Philip Glass se crio alrededor de la leyenda de su tío y la maldición del músico itinerante. Su madre solía decirle: «Si te vas a Nueva York a estudiar música, acabarás como tu tío Henry, malgastando tu vida y yendo de ciudad en ciudad y viviendo en hoteles». Acabó estudiando en la Universidad de Chicago por ver si espantaba la vocación artística. Difícil cuando se está cerca de los clubes de bebop de la calle 55, donde descubrió a Bud Powell y Charlie Parker. Y Lennie Tristano. Ya en Nueva York, cuando acudía a las clases de la Juilliard, se acercaba al Village Vanguard para escuchar a John Coltrane, pero si ese día estaba cerrado, entonces iba al Five Spot, donde tocaban Thelonius Monk y Ornette. Le influyó la «fuerza bruta» de todo aquello, ese «algo que seguía y seguía» como una fuerza de la naturaleza, imparable. Lo primero no fue el jazz, sino el rocanrol de Buddy Holly. Luego vendría la clásica de una forma un tanto fortuita. Su padre regentaba una tienda de discos en Baltimore. No era fácil entonces vender los de Bartók, Shostakóvich y Stravinski. Cuando volvía a casa los estudiaba a fondo para luego poder recomendarlos. Lo hacía de noche, después de cenar. El pequeño Philip, que a esas horas debía estar durmiendo en su cama, se deslizaba hasta el hueco de la escalera y allí escuchaba atentamente.

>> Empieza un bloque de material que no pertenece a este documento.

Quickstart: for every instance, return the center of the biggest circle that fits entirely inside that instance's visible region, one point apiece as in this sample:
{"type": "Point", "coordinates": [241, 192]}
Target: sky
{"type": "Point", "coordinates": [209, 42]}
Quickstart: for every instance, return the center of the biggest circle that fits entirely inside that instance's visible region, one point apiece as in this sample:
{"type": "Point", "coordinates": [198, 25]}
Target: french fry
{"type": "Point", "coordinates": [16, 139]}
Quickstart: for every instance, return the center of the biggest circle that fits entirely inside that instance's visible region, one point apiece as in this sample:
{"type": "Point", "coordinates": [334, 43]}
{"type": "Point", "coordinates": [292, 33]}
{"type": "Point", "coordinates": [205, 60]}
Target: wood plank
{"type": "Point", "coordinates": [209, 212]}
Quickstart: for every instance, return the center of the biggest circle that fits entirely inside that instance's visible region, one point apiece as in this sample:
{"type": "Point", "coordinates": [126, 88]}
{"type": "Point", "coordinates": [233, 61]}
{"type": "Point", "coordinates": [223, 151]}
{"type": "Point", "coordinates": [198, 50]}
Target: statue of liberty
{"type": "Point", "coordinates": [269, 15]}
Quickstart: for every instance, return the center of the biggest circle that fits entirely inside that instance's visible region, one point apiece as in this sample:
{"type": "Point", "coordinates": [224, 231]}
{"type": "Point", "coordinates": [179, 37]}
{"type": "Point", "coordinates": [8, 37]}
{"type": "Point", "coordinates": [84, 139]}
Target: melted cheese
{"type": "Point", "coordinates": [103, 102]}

«La música no era ya una metáfora del mundo real […] Lo de ahí fuera era la metáfora y lo real era, y desde entonces sigue siéndolo, la música». Quizá en esta breve sentencia pueda entenderse el título elegido para estas memorias. Unas palabras sin música, como si el propio autor asumiera su limitación por no entregar algo más completo, más real. Sin embargo, la sensación es la contraria porque cada pasaje cuenta con un buen número de detalles. Paradójico para quien empezó escribiendo los libretos de sus óperas sin que fueran un relato ordenado y coherente.

Los años de aprendizaje con Nadia Boulanger, en París, y su otro maestro, Ravi Shankar, ocupan un lugar destacado en el libro, sobre todo sus repetidos viajes a la India. Pasados aquellos años de vanguardia, hay quien piensa que Philip Glass se acomodó y empezó a repetirse. Se convirtió en compositor de música para el cine, esfera en la que dejó páginas respetables como las que hizo para Kundun, de Scorsese; Mishima, de Paul Schrader; y Las horas, producida por Scott Rudin y dirigida por Stephen Daldry. Lo que es seguro es que Glass siempre sonará a Glass. Quizá pueda faltarle la ambición de los tiempos de Einstein on the beach, como vimos en The Perfect American, (ver Nueva Revista, Núm. 142) estrenada hace algunos años en el Teatro Real de Madrid. Pero toda su música está concebida desde un patrón muy personal, que obliga a una escucha atenta. «Lo esencial —escribe el compositor— es que una obra de arte no tiene una existencia autónoma. Tiene una identidad convencional y una realidad convencional que cobra vida a través de su interdependencia con otras acciones humanas». La obra queda incompleta sin la participación del espectador, que la alimenta en su foro más íntimo. Palabras sin música ayuda a completar la percepción de un artista singular y de unas décadas irrepetibles en la Historia del Arte.